Gehts hier um ein Applet? Applets haben sehr eingeschränkte Rechte, etwas zu lesen oder zu schreiben.
Du müsstest es signieren, um ihnen diese Rechte zu verleihen.


----------



## Guest (20. Mai 2005)

Ja, es geht um ein Applet, oder vielmehr um den serialisierten Teil eines Applets (im Tag <mit object="xxx.ser"> geladen). Beim Serialisieren des Applets (mit dem Appletviewer) taucht keine Fehlermeldung auf. Beim Laden jedoch kommt diese Fehlermeldung.
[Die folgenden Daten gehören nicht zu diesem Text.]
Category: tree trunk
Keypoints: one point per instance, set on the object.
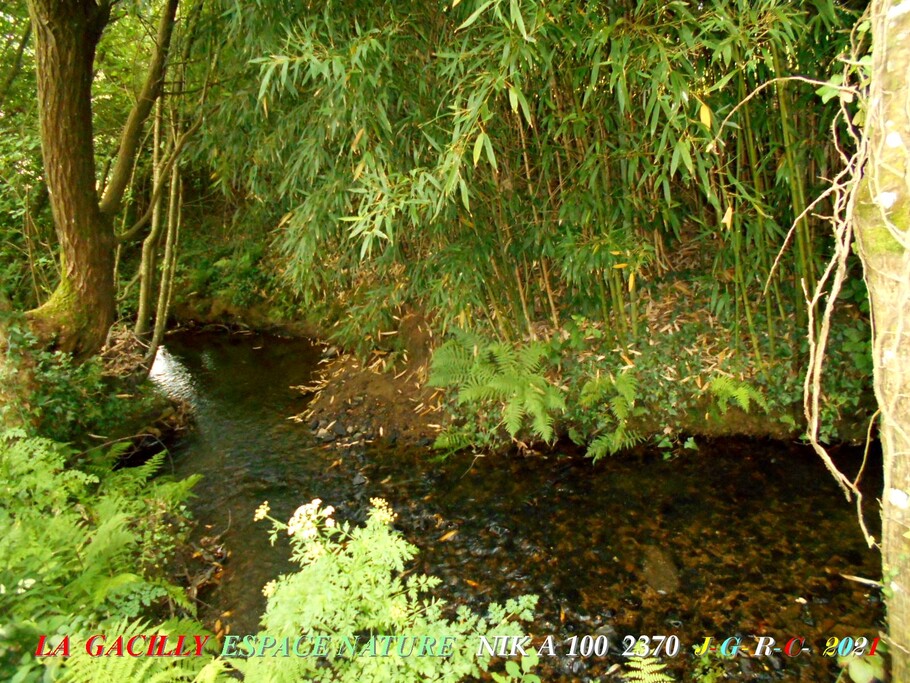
(80, 312)
(881, 220)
Das Applet (besser JApplet) beinhaltet einen serialisierten JPanel.

Ich frage mich natürlich die ganze Zeit, was zum H... ist eine AccessClass??? Der JPanel etwa? Und wenn das so ist, weshalb ist er dann "serializable".

cu Spacerat


----------



## Spacerat (24. Mai 2005)

OOPS... Da war ich wohl nicht eingeloggt... sry

cu Spacerat


----------



## L-ectron-X (25. Mai 2005)

Kannst du mal grob umreißen, was das Applet machen soll?
Denn serialisierte Applets bringen eigentlich keine solche Fehlermeldung. Es sei denn, es wurde in einem später kritischen Zustand serialisiert. Also wenn es dann in der Sandbox-Umgebung laufen soll, es aber etwas lesen sollte, worauf es als Applet eigentlich keinen Zugriff bekommt.


----------